In layman terms, crypto means secret or concealed. Similarly, a secret currency that is encrypted and used over the internet via a blockchain network is known as crypto-currency. There are multiple cryptocurrencies in the world like Bitcoin, Ethereum, Solana, and others. Bitcoin is the Usain Bolt of the crypto world that has delivered multi-fold returns for its investors in merely 3-4 years time. It is estimated that around 15% of the total Indian population aged between 18 and 60 years have invested in crypto. This happened because crypto gave multi-bagger returns and was tax-free. But things changed in Budget 2022 when a new tax regime was introduced. Capital gains from crypto will now be charged at flat 30% as crypto taxes.

crypto taxes

What are crypto taxes?

  • As per section 115BBH of the Income Tax Act, all gains made from the transfer of digital assets will be charged a flat 30%.

For example: If you earned ₹2,00,000 as capital gains on a trade, then you will be charged ₹60,000 as tax at a flat 30%.

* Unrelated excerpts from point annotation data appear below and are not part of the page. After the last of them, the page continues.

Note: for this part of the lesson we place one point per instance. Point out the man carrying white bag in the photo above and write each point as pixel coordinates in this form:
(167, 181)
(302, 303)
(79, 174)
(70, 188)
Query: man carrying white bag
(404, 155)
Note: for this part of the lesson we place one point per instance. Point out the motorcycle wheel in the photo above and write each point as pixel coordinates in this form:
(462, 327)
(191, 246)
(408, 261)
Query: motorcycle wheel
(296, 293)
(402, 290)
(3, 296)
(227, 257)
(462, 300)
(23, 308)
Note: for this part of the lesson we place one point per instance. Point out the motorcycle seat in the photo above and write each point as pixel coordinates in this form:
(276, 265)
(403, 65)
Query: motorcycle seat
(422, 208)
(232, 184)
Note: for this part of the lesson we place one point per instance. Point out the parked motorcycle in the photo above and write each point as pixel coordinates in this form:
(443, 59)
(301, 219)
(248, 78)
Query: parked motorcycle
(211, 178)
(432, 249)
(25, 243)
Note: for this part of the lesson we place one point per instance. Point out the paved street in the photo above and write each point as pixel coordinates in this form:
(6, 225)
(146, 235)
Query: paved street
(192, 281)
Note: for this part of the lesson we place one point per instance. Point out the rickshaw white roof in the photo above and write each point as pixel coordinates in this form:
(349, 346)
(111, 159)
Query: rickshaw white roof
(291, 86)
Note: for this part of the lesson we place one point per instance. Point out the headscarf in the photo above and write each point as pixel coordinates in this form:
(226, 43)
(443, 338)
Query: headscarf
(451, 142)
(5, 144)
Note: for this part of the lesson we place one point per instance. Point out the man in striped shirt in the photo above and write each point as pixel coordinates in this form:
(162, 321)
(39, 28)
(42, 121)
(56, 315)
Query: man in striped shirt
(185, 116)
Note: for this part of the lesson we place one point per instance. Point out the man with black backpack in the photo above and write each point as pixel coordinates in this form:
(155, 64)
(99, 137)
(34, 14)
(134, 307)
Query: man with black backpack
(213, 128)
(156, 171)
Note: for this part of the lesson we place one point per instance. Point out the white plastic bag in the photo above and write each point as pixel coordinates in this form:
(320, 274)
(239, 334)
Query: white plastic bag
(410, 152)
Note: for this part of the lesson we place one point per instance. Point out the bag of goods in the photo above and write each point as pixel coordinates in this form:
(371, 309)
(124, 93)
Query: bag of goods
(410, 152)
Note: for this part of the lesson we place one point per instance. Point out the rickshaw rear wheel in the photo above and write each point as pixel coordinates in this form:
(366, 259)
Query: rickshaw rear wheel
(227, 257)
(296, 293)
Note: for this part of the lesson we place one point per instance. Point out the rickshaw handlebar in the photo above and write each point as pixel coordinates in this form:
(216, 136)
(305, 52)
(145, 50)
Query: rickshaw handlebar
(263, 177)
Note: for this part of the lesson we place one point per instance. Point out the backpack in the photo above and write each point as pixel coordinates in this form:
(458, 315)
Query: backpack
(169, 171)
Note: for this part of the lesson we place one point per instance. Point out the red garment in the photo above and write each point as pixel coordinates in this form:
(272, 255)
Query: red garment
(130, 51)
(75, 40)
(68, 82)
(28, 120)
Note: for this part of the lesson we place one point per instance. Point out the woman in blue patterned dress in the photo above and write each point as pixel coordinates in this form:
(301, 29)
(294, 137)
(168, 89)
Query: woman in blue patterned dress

  • No deduction will be allowed as per the loss set-off.

For example: Say, you earned ₹2,00,000 as capital gains on a trade and incurred a loss of ₹50,000 on another trade. This does not imply that you will be taxed at ₹1,50,000. Instead, you will be taxed at ₹2,00,000 only.

Tax Deducted at Source for Cryptocurrencies

  • Furthermore, as per section 194S of the Income Tax Act, you will be charged 1% TDS also to keep a track of transactions.
  • The requirement to deduct 1% of the consideration applies irrespective of whether the consideration is in cash, partly in cash and partly in consideration for another VDA, or in consideration for only another VDA. 
  • The tax will be imposed on the owner of the blockchain on which digital assets are traded (whether or not they are residents in India) as per Indian e-commerce rules.
  • Moreover, as per Section 206AB of the Income-Tax Act, 1961, if any person has failed to file their ITR and the TDS is mounting to more than ₹50,000 every year, then the TDS will be deducted at 5%.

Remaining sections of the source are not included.